In 1937, a long-lost Vermeer was revealed at auction, heralded by experts as one of the Dutch painter's greatest works. Only it wasn't a Vermeer at all. A man named Han van Meegeren had produced this and many other expensive forgeries. Once he stepped forward, their value dropped like the jaws on his customers. Why?
They were still the same paintings. Surely the art world has brainwashed us into shelling out for that intangible quality of authenticity. No, says Denis Dutton, a philosopher who has written on art and forgery. "The proper response to art is the response to human achievement, and this means responding to more than a pretty painted surface," he told me a few months ago. "Works of art are intrinsically intentional objects, and they embody thoughts, imagination, creativity, emotion, and intelligence." Further, "we are fundamentally hardwired to respond to human artifacts as intentional objects."
This last claim has found support in a paper published in Cognition in January. An experimenter drew a circle while looking at one of two circular objects on display. After watching the act, 2-year-olds tended to say the drawing represented the object the experimenter had been eyeing. Apparently, we naturally read intention into the production of artifacts--we look at a sketch or a sculpture and wonder, "What was the creator thinking?" As for the van Meegeren case, Denis says, "we want a view into the mind of Vermeer and not a view provided by a third rate 1930's artist who is trying to explain how he thinks Vermeer must have seen the world."

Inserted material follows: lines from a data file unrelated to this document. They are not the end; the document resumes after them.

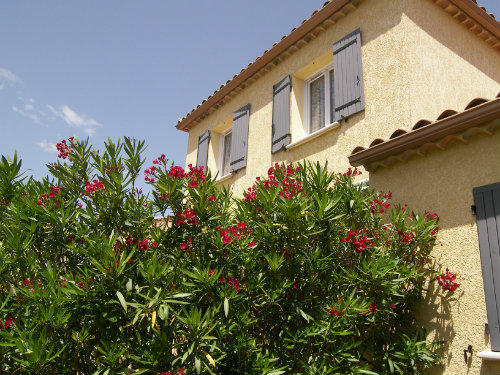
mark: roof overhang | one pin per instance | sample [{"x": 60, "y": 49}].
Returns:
[
  {"x": 483, "y": 118},
  {"x": 467, "y": 12}
]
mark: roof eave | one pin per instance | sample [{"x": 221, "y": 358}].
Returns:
[
  {"x": 265, "y": 59},
  {"x": 451, "y": 125}
]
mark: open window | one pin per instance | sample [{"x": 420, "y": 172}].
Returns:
[{"x": 319, "y": 100}]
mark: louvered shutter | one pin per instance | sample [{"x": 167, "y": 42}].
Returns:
[
  {"x": 239, "y": 139},
  {"x": 203, "y": 142},
  {"x": 487, "y": 201},
  {"x": 281, "y": 114},
  {"x": 348, "y": 76}
]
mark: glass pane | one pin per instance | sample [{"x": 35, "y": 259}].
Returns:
[
  {"x": 332, "y": 98},
  {"x": 226, "y": 153},
  {"x": 317, "y": 103}
]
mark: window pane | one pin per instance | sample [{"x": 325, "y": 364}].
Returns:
[
  {"x": 317, "y": 103},
  {"x": 332, "y": 98},
  {"x": 226, "y": 153}
]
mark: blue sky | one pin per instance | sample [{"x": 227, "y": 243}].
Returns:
[{"x": 114, "y": 68}]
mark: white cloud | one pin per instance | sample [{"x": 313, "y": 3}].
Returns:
[
  {"x": 7, "y": 76},
  {"x": 74, "y": 119},
  {"x": 46, "y": 146},
  {"x": 27, "y": 112}
]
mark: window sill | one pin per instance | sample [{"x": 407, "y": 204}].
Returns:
[
  {"x": 223, "y": 179},
  {"x": 314, "y": 135},
  {"x": 495, "y": 356}
]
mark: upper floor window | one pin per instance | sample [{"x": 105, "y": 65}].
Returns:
[
  {"x": 225, "y": 152},
  {"x": 319, "y": 100}
]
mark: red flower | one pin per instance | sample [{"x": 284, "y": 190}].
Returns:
[{"x": 143, "y": 245}]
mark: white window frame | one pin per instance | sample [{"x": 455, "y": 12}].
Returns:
[
  {"x": 325, "y": 71},
  {"x": 220, "y": 164}
]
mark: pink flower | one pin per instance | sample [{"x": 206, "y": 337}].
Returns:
[{"x": 143, "y": 245}]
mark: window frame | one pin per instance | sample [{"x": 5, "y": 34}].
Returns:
[
  {"x": 325, "y": 72},
  {"x": 220, "y": 163}
]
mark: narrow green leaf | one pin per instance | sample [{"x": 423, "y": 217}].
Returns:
[{"x": 122, "y": 300}]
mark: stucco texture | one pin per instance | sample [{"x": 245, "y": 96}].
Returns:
[
  {"x": 442, "y": 182},
  {"x": 417, "y": 62}
]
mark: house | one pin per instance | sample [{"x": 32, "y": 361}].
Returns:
[{"x": 406, "y": 90}]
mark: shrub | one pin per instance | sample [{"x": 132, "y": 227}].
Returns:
[{"x": 307, "y": 273}]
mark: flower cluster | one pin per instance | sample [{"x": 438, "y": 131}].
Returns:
[
  {"x": 289, "y": 186},
  {"x": 195, "y": 175},
  {"x": 176, "y": 172},
  {"x": 186, "y": 245},
  {"x": 407, "y": 237},
  {"x": 332, "y": 310},
  {"x": 380, "y": 204},
  {"x": 150, "y": 174},
  {"x": 359, "y": 239},
  {"x": 64, "y": 149},
  {"x": 44, "y": 198},
  {"x": 351, "y": 172},
  {"x": 447, "y": 281},
  {"x": 187, "y": 216},
  {"x": 6, "y": 324},
  {"x": 93, "y": 187},
  {"x": 231, "y": 281},
  {"x": 430, "y": 215},
  {"x": 234, "y": 233},
  {"x": 179, "y": 371}
]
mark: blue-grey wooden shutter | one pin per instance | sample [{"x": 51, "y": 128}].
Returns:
[
  {"x": 281, "y": 114},
  {"x": 239, "y": 139},
  {"x": 348, "y": 76},
  {"x": 487, "y": 201},
  {"x": 203, "y": 142}
]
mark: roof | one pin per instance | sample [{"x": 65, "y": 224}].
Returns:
[
  {"x": 467, "y": 12},
  {"x": 480, "y": 116}
]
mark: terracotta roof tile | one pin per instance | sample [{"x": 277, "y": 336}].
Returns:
[
  {"x": 332, "y": 6},
  {"x": 480, "y": 116}
]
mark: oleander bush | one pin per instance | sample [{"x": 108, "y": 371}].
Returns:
[{"x": 306, "y": 273}]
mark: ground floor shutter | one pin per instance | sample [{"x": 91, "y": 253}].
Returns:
[
  {"x": 239, "y": 140},
  {"x": 487, "y": 201},
  {"x": 203, "y": 142}
]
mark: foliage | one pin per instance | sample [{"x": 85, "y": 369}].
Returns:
[{"x": 307, "y": 273}]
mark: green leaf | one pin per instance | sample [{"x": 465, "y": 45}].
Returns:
[
  {"x": 122, "y": 300},
  {"x": 197, "y": 364}
]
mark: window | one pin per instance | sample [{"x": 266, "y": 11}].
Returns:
[
  {"x": 319, "y": 100},
  {"x": 225, "y": 152}
]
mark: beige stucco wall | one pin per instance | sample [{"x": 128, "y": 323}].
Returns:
[
  {"x": 417, "y": 62},
  {"x": 442, "y": 182}
]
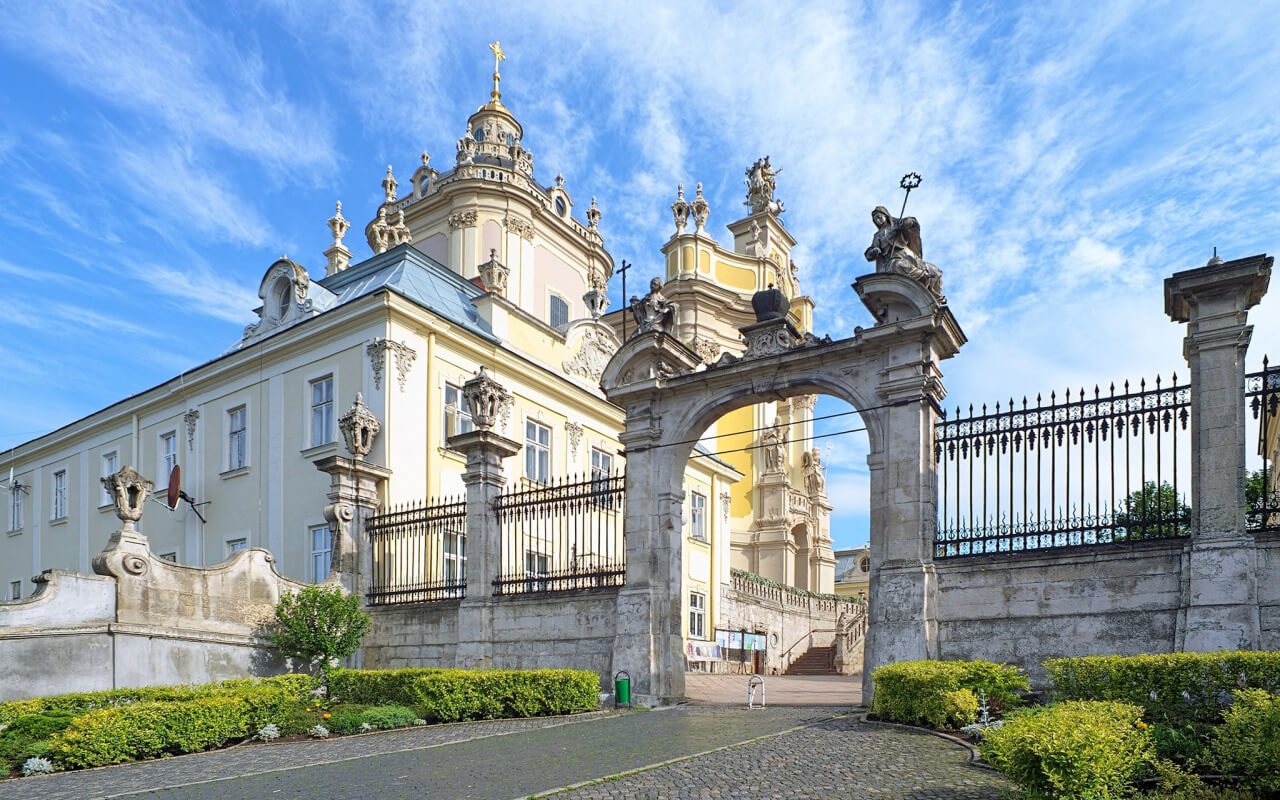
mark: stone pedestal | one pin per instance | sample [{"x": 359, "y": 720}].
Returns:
[
  {"x": 484, "y": 480},
  {"x": 352, "y": 501},
  {"x": 1221, "y": 602}
]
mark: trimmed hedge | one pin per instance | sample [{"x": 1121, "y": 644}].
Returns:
[
  {"x": 944, "y": 694},
  {"x": 1174, "y": 689},
  {"x": 455, "y": 695},
  {"x": 1078, "y": 749},
  {"x": 85, "y": 702}
]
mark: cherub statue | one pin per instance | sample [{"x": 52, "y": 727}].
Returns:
[{"x": 896, "y": 248}]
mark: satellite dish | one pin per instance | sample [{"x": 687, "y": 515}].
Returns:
[{"x": 174, "y": 488}]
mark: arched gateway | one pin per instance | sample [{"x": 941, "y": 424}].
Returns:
[{"x": 888, "y": 373}]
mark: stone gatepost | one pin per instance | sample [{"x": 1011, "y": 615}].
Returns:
[
  {"x": 353, "y": 494},
  {"x": 1221, "y": 600},
  {"x": 484, "y": 451}
]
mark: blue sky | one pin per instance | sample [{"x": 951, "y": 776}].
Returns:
[{"x": 156, "y": 158}]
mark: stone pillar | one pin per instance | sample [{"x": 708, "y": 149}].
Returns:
[
  {"x": 484, "y": 451},
  {"x": 1221, "y": 602},
  {"x": 353, "y": 498}
]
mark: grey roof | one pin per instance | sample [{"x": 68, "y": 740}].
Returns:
[{"x": 416, "y": 277}]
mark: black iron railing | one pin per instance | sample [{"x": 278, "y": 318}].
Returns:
[
  {"x": 419, "y": 553},
  {"x": 562, "y": 536},
  {"x": 1262, "y": 485},
  {"x": 1079, "y": 471}
]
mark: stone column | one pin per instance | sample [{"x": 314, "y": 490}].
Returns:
[
  {"x": 484, "y": 451},
  {"x": 1221, "y": 600}
]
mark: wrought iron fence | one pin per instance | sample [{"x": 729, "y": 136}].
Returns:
[
  {"x": 419, "y": 553},
  {"x": 1084, "y": 470},
  {"x": 562, "y": 536},
  {"x": 1262, "y": 485}
]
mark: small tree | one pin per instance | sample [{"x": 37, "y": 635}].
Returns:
[
  {"x": 1153, "y": 512},
  {"x": 319, "y": 626}
]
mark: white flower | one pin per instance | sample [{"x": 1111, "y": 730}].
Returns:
[{"x": 36, "y": 766}]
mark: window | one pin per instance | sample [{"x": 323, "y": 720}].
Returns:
[
  {"x": 538, "y": 452},
  {"x": 698, "y": 516},
  {"x": 696, "y": 615},
  {"x": 110, "y": 465},
  {"x": 558, "y": 314},
  {"x": 16, "y": 510},
  {"x": 321, "y": 411},
  {"x": 321, "y": 552},
  {"x": 455, "y": 557},
  {"x": 457, "y": 412},
  {"x": 59, "y": 510},
  {"x": 237, "y": 438},
  {"x": 168, "y": 455}
]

That explains our dismissal of novel fabrications, but what about replications? Indistinguishable duplicates of real masterpieces? Denis says we can never be absolutely sure we're getting everything the original has. Maybe we can't tell the difference today, but what about tomorrow? Okay, I said, but that doesn't explain why a reproduction that captures more than 99% of the original will hold less than 1% of its value. He mentioned a Mona Lisa copyist whose reproductions were more like 99.99% accurate but who told an interviewer that he liked to make small changes. "For example taking the chill out of her smile," Denis said. "That .01% may make all the difference between genius and kitsch."
Small differences may have huge significance in some cases, but there's still a huge fetish factor in our fixation on pieces genuinely produced by the artist. A doodle Picasso made with a crayon sold in 2005 for $40,000, but posters of his greatest works sell at the mall for $10. And I imagine many people would pay more for a handwritten Jane Austen manuscript missing 10% of its words than a complete bound copy. Denis said, "in that case the person is more an autograph collector than a lover of literature," but he acknowledged that art collectors and appreciators have some autograph collector in them.
Have we been indoctrinated to value the personal effects of Very Important People, or are we natural fetishists? There's research here too (also published in Cognition in January, and, interestingly enough, also co-authored by Paul Bloom at Yale.) Here, kids ages 3 to 6 were fooled into believing the experimenters had a duplicating machine. The kids much preferred the option of taking home a spoon touched by Queen Elizabeth II than an identical copy. Apparently there is some nonphysical royal "essence" in the spoon that the replica lacked. When I covered the study for Psychology Today last year, Susan Gelman of the University of Michigan told me that essentialism (belief in essences) "explains why we prefer authentic things, including autographs, original works of art, and Britney Spears' chewed gum."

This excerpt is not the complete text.